I was quite used to having a lot of 'me' time prior to mum life. Doing what I wanted, when I wanted. I can still do most of these things, but they can't be exactly spontaneous. They require some thought and pre-planning and take much longer in terms of time management.
Now, meals often get thrown together. I've inadvertently cut my food intake down (I now eat just three meals plus a snack instead of 6 meals or so- haha!). Things that are simple, cheap and time efficient.
This is one of my favourite breakfasts. It's easy, thoughtless, but filling and delicious.
Cut up a banana. Throw on some sultanas and a dollop of peanut butter. Done. Obviously, variations can and do occur. I poured some maple syrup on it this morning.
I also like to make breakfast jars when I have the time.
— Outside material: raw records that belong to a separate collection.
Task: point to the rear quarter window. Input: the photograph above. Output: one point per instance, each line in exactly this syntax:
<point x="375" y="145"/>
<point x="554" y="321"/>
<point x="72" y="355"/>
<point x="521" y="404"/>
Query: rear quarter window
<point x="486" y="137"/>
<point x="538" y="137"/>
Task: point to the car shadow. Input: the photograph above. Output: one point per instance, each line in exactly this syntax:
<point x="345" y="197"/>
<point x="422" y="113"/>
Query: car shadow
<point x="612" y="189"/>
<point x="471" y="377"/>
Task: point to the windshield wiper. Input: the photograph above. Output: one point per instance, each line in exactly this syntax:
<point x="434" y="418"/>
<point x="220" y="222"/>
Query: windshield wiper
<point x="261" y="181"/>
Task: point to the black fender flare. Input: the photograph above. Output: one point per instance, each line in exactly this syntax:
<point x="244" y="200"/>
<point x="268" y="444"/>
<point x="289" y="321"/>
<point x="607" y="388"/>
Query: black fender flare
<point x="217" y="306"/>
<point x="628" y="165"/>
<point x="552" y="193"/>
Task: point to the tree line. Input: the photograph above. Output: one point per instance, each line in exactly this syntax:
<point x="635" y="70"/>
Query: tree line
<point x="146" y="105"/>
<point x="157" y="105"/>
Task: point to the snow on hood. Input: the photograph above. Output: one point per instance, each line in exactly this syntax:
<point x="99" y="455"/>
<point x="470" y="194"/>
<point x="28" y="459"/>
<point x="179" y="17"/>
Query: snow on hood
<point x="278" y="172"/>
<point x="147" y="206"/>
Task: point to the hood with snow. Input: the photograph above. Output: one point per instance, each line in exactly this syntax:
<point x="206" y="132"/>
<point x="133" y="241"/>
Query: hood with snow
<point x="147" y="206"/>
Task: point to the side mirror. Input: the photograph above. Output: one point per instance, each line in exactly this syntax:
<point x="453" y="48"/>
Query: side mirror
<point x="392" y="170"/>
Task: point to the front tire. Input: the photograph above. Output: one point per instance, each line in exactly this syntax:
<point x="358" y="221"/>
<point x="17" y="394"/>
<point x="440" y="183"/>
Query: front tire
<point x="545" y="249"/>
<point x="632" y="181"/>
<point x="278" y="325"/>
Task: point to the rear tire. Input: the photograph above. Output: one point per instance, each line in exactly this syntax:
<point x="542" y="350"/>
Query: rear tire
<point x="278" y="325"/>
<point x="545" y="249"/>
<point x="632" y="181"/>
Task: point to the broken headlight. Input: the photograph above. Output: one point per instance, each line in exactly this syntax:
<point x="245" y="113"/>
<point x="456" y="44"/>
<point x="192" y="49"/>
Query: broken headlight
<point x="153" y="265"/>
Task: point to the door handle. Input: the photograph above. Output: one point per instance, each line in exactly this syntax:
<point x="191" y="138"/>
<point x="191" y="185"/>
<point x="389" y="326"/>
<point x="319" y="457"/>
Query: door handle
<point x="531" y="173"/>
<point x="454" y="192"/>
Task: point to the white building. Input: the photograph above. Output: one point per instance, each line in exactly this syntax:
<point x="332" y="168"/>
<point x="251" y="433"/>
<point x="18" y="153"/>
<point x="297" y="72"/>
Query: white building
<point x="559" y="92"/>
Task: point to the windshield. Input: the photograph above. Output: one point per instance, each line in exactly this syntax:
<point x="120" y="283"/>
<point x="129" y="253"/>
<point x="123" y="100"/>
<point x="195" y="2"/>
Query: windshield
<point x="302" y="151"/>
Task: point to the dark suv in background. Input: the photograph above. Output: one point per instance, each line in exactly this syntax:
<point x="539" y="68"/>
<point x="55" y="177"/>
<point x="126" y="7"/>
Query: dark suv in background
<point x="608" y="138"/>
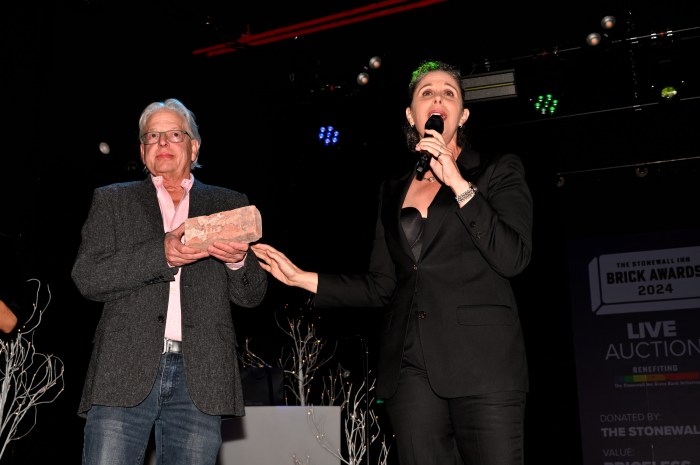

I usually make 5 at a time and they often feature overnight oats or chia pudding. They keep for about a week.
Keeping pre-made salad jars, plenty of fresh fruit and soup in the fridge is a life saver too. The trick is to keep these things stocked up. I've hit this wall because I forgot about my fruit and veg friends and I started eating bread like there is no tomorrow. I love bread but it doesn't contain all the vitamins and nutrients I need right now. I'm spending the day filling myself with freshness, taking naps with my baby and reminding myself that I'm doing a good job and that it's ok to be tired.
I can now say I'm a responsible adult. I'm responsible for her. I'm responsible for making sure she's fed, clothed, clean, educated and most importantly feels safe and feels loved.